Converting MyISAM to InnoDB and a lesson on variance

I’m about to start working through converting a large MySQL installation to InnoDB. For the particular use case durability is desired, and with MyISAM a loss of power almost certainly guarantees data loss. Durability is not available as an option.

So the normal question people ask is.. okay, what do I pay for this feature?

I think if you are looking at the workload in question I actually believe InnoDB will perform better overall. Row-level locking, multiversion concurrency control, and the correct selection of hardware (fast-disks with a RAID controller + batter backed write cache) will really help it shine.

But my problem is that InnoDB could be better in 9 situations, and worse in 1. What matters more than anything else is performance regressions. That is…

“Our Customers Feel the Variance, Not the Mean” – a key concept in Six Sigma.
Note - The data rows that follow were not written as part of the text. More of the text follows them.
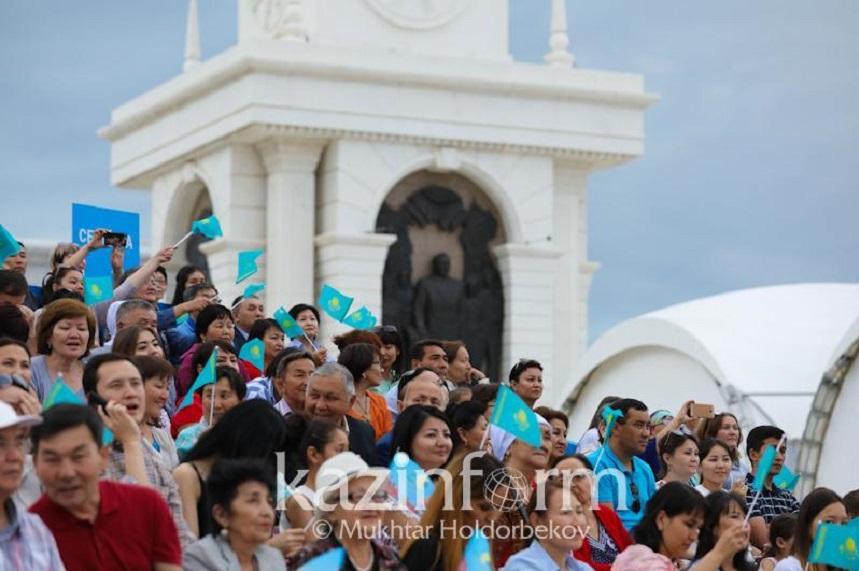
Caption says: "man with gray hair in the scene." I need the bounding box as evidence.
[304,363,379,466]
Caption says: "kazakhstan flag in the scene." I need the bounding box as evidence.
[176,347,218,412]
[343,306,376,329]
[319,284,353,321]
[463,527,495,571]
[84,276,113,305]
[236,248,265,284]
[808,523,859,569]
[489,385,543,448]
[191,214,224,240]
[273,307,304,339]
[239,339,265,371]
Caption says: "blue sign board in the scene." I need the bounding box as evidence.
[72,204,140,276]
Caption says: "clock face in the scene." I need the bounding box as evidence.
[366,0,469,29]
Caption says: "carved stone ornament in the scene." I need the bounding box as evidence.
[376,186,504,380]
[366,0,469,30]
[251,0,306,40]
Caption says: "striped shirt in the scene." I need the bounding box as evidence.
[746,474,799,524]
[0,500,65,571]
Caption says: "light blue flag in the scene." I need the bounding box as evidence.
[42,379,114,446]
[388,452,435,511]
[176,347,218,412]
[242,283,265,297]
[600,405,623,441]
[239,339,265,371]
[236,248,265,284]
[463,528,495,571]
[191,214,224,240]
[298,547,346,571]
[272,307,304,339]
[0,224,21,262]
[42,379,86,410]
[489,385,543,448]
[84,276,113,305]
[319,284,353,321]
[752,444,776,492]
[808,523,859,569]
[343,306,376,329]
[773,466,799,492]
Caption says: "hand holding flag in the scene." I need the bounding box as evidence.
[176,347,218,412]
[489,385,543,448]
[173,214,224,248]
[239,339,265,371]
[319,284,353,321]
[272,307,304,339]
[236,248,265,284]
[0,224,21,263]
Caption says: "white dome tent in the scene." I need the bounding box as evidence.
[797,319,859,494]
[554,284,859,466]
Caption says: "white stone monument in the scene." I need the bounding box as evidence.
[100,0,655,402]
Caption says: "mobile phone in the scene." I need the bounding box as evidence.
[87,391,110,416]
[101,232,128,248]
[690,403,716,418]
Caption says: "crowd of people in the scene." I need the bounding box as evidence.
[0,231,859,571]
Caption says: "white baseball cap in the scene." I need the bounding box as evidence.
[316,452,388,508]
[0,401,42,430]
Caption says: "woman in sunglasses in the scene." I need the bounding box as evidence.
[656,432,701,488]
[553,454,632,571]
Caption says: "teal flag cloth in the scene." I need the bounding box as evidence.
[42,379,86,410]
[808,522,859,569]
[773,466,799,492]
[343,306,376,329]
[388,452,435,512]
[191,214,224,240]
[0,224,21,262]
[752,444,776,492]
[84,276,113,305]
[242,283,265,297]
[239,339,265,371]
[272,307,304,339]
[319,284,353,321]
[489,385,543,448]
[600,405,623,441]
[176,347,218,412]
[236,248,265,284]
[463,527,495,571]
[298,547,346,571]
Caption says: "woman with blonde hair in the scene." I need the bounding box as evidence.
[400,450,513,571]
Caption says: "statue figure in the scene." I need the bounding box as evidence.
[412,254,465,340]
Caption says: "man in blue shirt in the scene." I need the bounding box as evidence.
[588,399,656,530]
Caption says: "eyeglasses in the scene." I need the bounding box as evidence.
[373,325,399,333]
[629,482,641,513]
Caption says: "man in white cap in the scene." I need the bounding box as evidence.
[0,402,65,571]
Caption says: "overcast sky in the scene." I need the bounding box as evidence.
[0,0,859,338]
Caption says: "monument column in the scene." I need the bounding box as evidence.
[258,139,325,311]
[493,244,561,403]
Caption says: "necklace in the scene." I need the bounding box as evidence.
[349,546,375,571]
[355,394,370,420]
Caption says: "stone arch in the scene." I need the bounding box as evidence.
[367,154,524,243]
[375,170,507,384]
[163,165,216,284]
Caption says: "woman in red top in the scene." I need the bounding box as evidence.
[555,454,633,571]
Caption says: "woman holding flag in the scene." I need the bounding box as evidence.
[400,450,514,571]
[775,488,856,571]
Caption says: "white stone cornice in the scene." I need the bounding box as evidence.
[98,41,658,140]
[313,232,397,248]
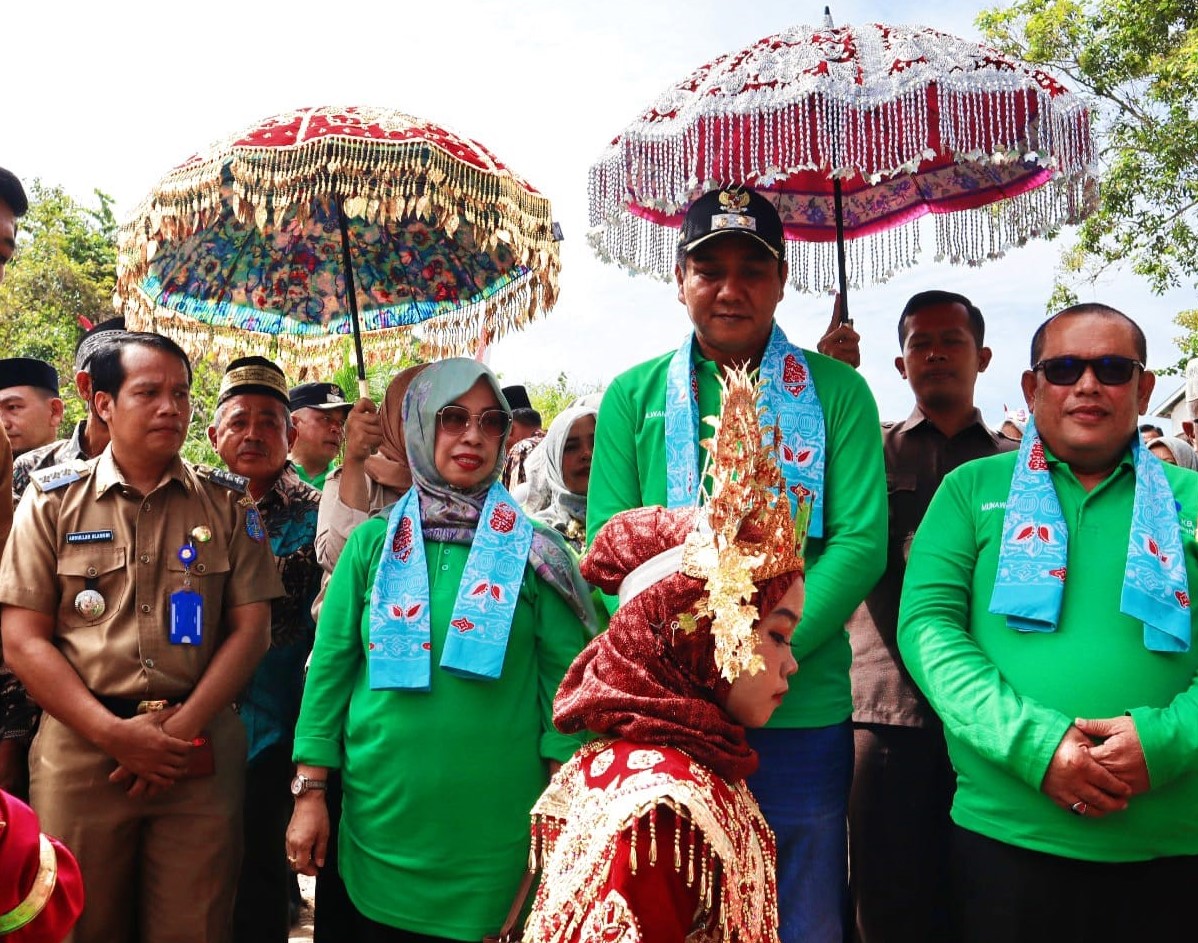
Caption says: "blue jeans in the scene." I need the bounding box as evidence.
[748,720,853,943]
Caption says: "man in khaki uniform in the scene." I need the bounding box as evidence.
[0,333,282,943]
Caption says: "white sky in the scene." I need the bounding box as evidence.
[7,0,1193,424]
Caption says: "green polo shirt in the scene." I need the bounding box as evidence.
[587,344,887,727]
[899,452,1198,862]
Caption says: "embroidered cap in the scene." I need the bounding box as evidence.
[291,383,351,412]
[678,187,785,259]
[217,357,289,406]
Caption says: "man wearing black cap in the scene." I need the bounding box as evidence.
[0,357,62,458]
[12,318,125,507]
[500,386,545,489]
[587,189,887,943]
[208,357,321,943]
[290,383,352,491]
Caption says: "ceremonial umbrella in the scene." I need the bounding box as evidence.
[117,108,559,379]
[588,10,1094,318]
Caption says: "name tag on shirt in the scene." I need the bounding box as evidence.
[67,531,113,544]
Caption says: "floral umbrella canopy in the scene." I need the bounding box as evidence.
[117,108,559,375]
[588,17,1094,309]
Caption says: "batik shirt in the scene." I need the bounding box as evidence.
[0,419,89,741]
[238,461,321,763]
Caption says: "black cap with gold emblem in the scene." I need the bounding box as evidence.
[678,187,785,259]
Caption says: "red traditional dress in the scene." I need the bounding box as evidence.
[524,739,778,943]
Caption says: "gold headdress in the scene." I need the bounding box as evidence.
[679,367,811,681]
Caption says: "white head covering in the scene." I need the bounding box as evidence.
[1148,435,1198,471]
[524,406,595,546]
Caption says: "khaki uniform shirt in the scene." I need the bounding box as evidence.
[848,406,1019,727]
[0,448,283,699]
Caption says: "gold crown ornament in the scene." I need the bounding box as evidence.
[679,367,811,682]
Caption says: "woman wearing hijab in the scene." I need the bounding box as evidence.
[316,363,428,573]
[288,358,594,942]
[524,406,597,554]
[522,374,805,943]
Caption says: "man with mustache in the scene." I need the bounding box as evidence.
[0,333,283,943]
[208,357,321,943]
[848,290,1018,943]
[899,303,1198,943]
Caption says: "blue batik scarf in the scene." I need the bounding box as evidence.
[990,416,1190,652]
[367,358,598,690]
[370,482,532,690]
[665,324,825,537]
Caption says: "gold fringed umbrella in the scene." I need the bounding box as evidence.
[116,107,561,376]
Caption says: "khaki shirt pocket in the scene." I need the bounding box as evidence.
[167,544,230,645]
[58,544,129,628]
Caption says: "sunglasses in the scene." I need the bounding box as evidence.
[1031,356,1144,386]
[437,406,512,439]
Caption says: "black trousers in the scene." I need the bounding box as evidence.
[311,769,358,943]
[848,724,957,943]
[952,827,1198,943]
[351,905,455,943]
[234,743,292,943]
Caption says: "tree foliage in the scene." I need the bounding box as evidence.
[978,0,1198,369]
[0,181,116,429]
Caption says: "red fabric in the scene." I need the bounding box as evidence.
[0,790,83,943]
[553,507,794,782]
[608,808,699,943]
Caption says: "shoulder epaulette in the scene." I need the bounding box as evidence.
[29,459,91,494]
[195,465,249,495]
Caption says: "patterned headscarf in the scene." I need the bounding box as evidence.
[404,357,599,634]
[524,406,597,546]
[553,507,795,781]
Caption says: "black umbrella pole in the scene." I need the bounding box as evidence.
[337,202,370,399]
[831,179,853,325]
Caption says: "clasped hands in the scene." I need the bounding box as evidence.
[1040,717,1151,818]
[104,705,199,798]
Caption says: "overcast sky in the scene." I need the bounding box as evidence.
[7,0,1192,424]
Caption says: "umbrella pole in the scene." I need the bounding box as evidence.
[333,198,370,399]
[831,177,853,325]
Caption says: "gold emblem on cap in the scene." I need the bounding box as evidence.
[720,191,749,212]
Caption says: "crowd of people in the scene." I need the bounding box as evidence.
[0,154,1198,943]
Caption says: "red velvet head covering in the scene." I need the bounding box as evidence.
[553,507,795,781]
[0,790,83,943]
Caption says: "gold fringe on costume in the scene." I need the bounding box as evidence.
[524,741,778,943]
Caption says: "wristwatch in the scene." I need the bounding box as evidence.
[291,773,328,799]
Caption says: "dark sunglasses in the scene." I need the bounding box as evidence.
[1031,356,1144,386]
[437,406,512,439]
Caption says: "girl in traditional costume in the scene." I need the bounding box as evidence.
[524,373,805,943]
[288,358,594,941]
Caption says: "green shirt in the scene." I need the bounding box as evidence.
[291,461,337,491]
[295,518,586,939]
[587,345,887,727]
[899,453,1198,862]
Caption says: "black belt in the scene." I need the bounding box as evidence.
[92,694,186,720]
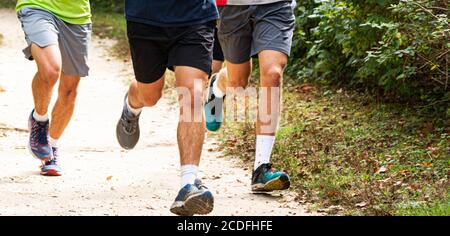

The way I like to explain this, is that if we were to go to a restaurant and order the same meal – or go to Toyota and order the same car, we should receive the same product. I can’t get the equivalent to a race car and you get a Trabant. Nor can we allow some queries that were already fast enough get faster, and other queries become intolerably slower.

So what I am actively trying to do is identify situations where MyISAM will be faster than InnoDB. And so far I have on my watch list:

  1. Table Scans – MyISAM data is far more compact, and typically table scans need to examine far less data.
  2. Index Scans – In InnoDB, indexes will contain multiple versions and typically be much larger.
  3. Inserts – MyISAM has a special optimization where it can just insert into the end of a table. I think even with the battery backed write cache this will be hard to beat.
  4. Single-threaded workloads – maybe there’s an hourly cron that in InnoDB will take significantly longer. InnoDB really performs better in concurrent workloads.

Facebook and Percona have previously written about the importance of variance reduction as well.

I should also note that durability is not the only reason to use InnoDB. Operational tasks like backups become much easier. But that’s the subject for a different post 🙂